We have already heard the stories about Brexit being bad for the NHS, how it will make running out of groceries a real possibility, will potentially tear families apart, and will generally make life more difficult for EU citizens in the UK, and UK citizens in the EU. However, science is another, perhaps underreported, casualty of the UK’s decision to leave the EU. The most obvious way Brexit will affect UK science (particularly if the ever more likely ‘no-deal’ scenario becomes a reality) is by the reduction of EU funding available to researchers in the UK. Funding is one of the pillars of science, and though Horizon 2020 eligibility will not be affected post-Brexit, funding from the likes of the European Research Council will very definitely not be available to UK researchers (see also the British Neuroscience Association’s latest update on Brexit). Unless the UK government will fully compensate the lost EU funding (with the state of the current government you would be forgiven if you were rather…pessimistic about that prospect), it seems likely that the fuel that keeps the scientific enterprise going could soon run out…or at the very least be reduced.
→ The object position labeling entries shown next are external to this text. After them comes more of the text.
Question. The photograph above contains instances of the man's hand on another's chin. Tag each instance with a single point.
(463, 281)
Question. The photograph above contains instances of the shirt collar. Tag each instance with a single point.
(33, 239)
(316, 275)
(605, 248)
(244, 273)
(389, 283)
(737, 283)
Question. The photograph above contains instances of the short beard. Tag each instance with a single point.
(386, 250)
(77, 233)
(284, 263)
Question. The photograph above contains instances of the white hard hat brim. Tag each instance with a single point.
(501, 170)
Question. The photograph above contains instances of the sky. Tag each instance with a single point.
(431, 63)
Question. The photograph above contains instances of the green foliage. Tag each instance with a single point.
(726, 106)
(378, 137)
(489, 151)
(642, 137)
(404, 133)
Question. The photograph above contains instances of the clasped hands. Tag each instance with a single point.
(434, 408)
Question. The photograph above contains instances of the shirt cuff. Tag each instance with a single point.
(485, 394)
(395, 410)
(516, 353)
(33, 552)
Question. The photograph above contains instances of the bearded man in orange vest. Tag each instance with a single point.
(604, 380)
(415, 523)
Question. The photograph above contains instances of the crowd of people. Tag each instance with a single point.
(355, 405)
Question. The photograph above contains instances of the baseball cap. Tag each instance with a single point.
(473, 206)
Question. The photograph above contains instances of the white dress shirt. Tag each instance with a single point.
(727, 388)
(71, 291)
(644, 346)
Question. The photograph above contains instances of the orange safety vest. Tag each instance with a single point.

In addition to the issue of funding, the simple fact that the majority of non-UK researchers in academia come from other EU countries is a major issue. A no-deal Brexit where the UK becomes a third country and EU citizens will have to go through the tedious immigration constraints that already haunt non-EU, non-UK researchers, will very likely make the UK a less attractive option for EU scientists. Add to that the fact that many UK researchers have worked or trained abroad (including in the EU), that about 35% of postgraduate researchers in the UK are from the EU, and that over 5000 EU researchers brought EU funding with them, you can see that we have a bit of a sticky situation.
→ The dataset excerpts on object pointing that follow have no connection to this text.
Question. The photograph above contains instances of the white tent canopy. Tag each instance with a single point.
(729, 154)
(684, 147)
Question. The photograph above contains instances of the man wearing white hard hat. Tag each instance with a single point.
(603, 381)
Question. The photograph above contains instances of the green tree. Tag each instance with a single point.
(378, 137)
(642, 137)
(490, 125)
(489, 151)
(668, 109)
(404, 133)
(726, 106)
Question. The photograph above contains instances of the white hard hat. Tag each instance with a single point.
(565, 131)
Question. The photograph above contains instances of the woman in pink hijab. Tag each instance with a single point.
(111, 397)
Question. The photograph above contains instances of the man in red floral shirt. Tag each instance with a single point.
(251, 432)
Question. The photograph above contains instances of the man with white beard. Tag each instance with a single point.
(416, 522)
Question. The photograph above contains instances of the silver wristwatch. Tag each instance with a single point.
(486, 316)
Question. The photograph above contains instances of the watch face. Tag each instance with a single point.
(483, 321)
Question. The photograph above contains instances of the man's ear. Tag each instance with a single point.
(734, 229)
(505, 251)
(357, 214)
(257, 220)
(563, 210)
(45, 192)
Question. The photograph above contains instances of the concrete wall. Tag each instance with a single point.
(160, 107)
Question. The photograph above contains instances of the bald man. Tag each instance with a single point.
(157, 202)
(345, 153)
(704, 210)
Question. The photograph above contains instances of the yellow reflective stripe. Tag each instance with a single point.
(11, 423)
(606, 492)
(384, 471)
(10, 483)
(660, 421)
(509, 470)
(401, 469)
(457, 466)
In a Nature editorial published late September, it is outlined that the tangible effects of Brexit are already seen. UK researchers are seen as a risky bet by EU academic institutions and these universities are therefore teaming up with institutions somewhere other than the UK. Of course the issue of funding comes up yet again, but more poignant to me is the fact that many UK and EU scientists are feeling uncertainty. Believe it or not, scientists are people too! They fall in love, they move abroad, they have children, they build lives, and make friends like everyone else. UK scientists in the EU and EU scientists in the UK will not only be feeling the effects of Brexit in their careers, but also psychologically and socially. Mixed marriages and relationships will be complicated by the uncertainty. Some EU countries do not allow dual nationalities, forcing scientists (and others) to make the unfair choice between the country of their birth and the place they currently call home. Sometimes it gets even messier with citizen children and non-citizen parents or partners. Understandably some EU citizens got worried after the Windrush scandal broke this summer, with fears of a Home Office “mistake” being repeated in the future.
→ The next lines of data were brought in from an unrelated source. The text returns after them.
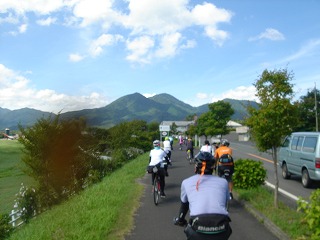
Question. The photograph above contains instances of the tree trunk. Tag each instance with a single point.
(275, 165)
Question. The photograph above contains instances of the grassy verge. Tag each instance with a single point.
(287, 219)
(104, 211)
(11, 174)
Regardless of one’s opinion on Brexit, I think we can agree that the way it is currently being handled by the UK government is suboptimal. It is incumbent upon the UK government to see Brexit a little less as some quest to sort out internal party conflict, or to stubbornly carry out a very subjective interpretation of a mandate, and more as something that will affect millions of people, businesses, families, and importantly, science. A bit more level-headedness and rationality and a bit less rhetoric would at the very least make the situation a lot less painful.